The mismatched Vocabulary Problem
New and exciting learning organizations rarely struggle with ideas. They struggle with the language needed to communicate them. The moment a school or Edtech starts designing something new — a fresh learning model, a different assessment approach, a shift in pedagogy- the first thing to break is the shared vocabulary. Everyone is excited, everyone is aligned in spirit, and yet no one is quite saying the same thing. And that gap in language becomes a gap in understanding, which quickly becomes a gap in practice.
I once sat in a meeting that was supposed to be a quick alignment session on assessment. Ninety minutes later, we were still trying to agree on what “formative,” “summative,” and “performance‑based” actually meant in the context of that school’s model. Every time we thought we’d landed on a definition, someone would offer a perfectly reasonable example that didn’t fit the definition we’d just agreed on. A formative task that counted toward a grade. A summative task that didn’t. A performance‑based assessment that was technically summative but used formatively. The more examples we surfaced, the more obvious it became: the problem wasn’t the assessment model — it was the vocabulary.
And this is incredibly common. Educators use the same words, but they don’t mean the same things. Or they use different words for the same thing. Or they adopt a term from another framework without adopting the logic behind it. The result is that teachers, leaders, students, and families are all speaking slightly different dialects of the same language, and no one realises it until something breaks.
The challenge becomes even more pronounced in non-traditional learning institutes- the ones intentionally designing something new. These schools often create new vocabulary to better reflect their vision, which can be powerful and necessary. But it also means that families, teachers, and even internal teams need a translation layer. Some schools, like Design39, have even published vocabulary lists for parents so the community can understand the model. That’s not a failure; it’s a sign of how ambitious the work is. When you’re building something that doesn’t fit neatly into existing categories, you inevitably need new language to describe it.

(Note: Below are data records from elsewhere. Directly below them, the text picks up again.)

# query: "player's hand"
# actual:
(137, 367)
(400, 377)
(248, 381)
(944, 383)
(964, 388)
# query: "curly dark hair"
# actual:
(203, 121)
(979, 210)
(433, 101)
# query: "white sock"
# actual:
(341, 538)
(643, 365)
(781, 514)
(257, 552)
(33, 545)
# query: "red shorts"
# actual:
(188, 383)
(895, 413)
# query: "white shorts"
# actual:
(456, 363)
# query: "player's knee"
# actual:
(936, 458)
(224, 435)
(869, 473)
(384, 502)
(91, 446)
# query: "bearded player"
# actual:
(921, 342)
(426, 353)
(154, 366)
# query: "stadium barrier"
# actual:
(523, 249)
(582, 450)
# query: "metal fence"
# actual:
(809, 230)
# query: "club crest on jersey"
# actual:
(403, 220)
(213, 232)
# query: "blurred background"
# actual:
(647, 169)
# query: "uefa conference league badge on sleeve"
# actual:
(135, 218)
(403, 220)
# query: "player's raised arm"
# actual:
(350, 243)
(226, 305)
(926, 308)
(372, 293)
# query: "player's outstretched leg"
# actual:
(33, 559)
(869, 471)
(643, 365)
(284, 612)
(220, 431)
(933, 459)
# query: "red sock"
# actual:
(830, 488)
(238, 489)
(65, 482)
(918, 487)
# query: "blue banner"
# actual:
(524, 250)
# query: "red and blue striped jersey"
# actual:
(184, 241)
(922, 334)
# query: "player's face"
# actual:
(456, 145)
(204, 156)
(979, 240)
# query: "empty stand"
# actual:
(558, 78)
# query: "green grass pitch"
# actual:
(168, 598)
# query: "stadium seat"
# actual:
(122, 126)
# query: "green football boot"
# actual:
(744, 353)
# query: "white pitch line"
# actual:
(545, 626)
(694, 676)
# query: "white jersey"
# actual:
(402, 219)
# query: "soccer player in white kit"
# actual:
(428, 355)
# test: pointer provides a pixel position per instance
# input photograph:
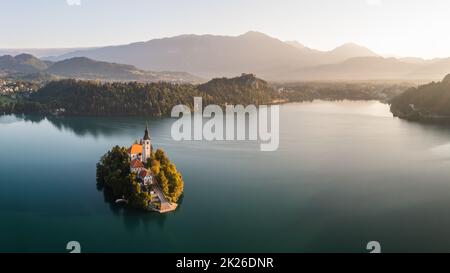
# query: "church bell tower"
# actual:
(146, 146)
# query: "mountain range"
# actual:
(212, 56)
(30, 67)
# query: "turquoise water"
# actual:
(345, 173)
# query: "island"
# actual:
(140, 178)
(428, 103)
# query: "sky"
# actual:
(418, 28)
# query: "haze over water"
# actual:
(346, 173)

The real issue isn’t the vocabulary itself, it’s the lack of shared meaning. Without a common language, teams can’t make coherent decisions. Teachers can’t align their practice. Leaders can’t communicate the model. Families can’t understand what their children are experiencing. And the school ends up with a brilliant vision wrapped in confusing terminology.
Clear language is not a cosmetic detail; it’s the infrastructure that builds shared understanding. When a school gets the words right, everything else becomes more coherent— communication, decision‑making, and ultimately, the learning experience itself.